An old F5. It's amazing that those things are still being flown, when half of them are now museum pieces scattered around in public parks and other outdoor areas up and down the country.

Brian Castle said...

Perhaps the WSJ is excluding the middle by implying that you're either for the ECFA or you're against any free trade with China. But I think you also exclude the middle when you claim as a retort that "Everyone on the island is pro-trade liberalization." Isn't it possible that many or most people support free-trade in general but make an exception for China? I think if I were Taiwanese that would be my position.

les said...

Pretty sure the F5 is now just used as a trainer.

Michael Turton said...

Isn't it possible that many or most people support free-trade in general but make an exception for China?

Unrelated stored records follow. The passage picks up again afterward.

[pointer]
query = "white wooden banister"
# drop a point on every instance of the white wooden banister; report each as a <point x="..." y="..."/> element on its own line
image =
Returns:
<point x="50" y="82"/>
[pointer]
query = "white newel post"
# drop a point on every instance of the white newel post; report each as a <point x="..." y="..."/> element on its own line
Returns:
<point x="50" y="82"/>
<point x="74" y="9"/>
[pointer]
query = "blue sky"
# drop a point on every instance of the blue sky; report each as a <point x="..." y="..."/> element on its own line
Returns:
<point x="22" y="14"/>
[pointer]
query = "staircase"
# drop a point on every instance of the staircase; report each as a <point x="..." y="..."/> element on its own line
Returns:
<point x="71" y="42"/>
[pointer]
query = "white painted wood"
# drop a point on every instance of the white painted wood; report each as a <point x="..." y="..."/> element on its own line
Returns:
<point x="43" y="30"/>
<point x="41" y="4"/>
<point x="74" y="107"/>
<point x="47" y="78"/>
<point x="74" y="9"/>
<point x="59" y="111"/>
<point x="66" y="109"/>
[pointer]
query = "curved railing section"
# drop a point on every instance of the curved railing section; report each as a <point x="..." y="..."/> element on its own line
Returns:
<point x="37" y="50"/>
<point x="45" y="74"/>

That would make everyone pro-trade liberalization. My reading is that they'd all support trade treaty with China too, if they got a fair treaty that China adhered to.


Anonymous said...

They, relatively recently, had a few of the F-5s outfitted as light reconnaissance platforms with camera pods.

Mike Fagan said...

According to the wiki entry, those F-5s in the reconnaissance role were replacing the F-104s, which were basically just rockets with a couple of fins attached to reassure the pilots that they could actually be flown. At Nanhua reservoir there is an open air exhibit in which an F-5 and a Starfighter sit on plinths next to each other. It is disturbing to stand there looking at that gutted rickety old F-104 and think of how fast it was once flown.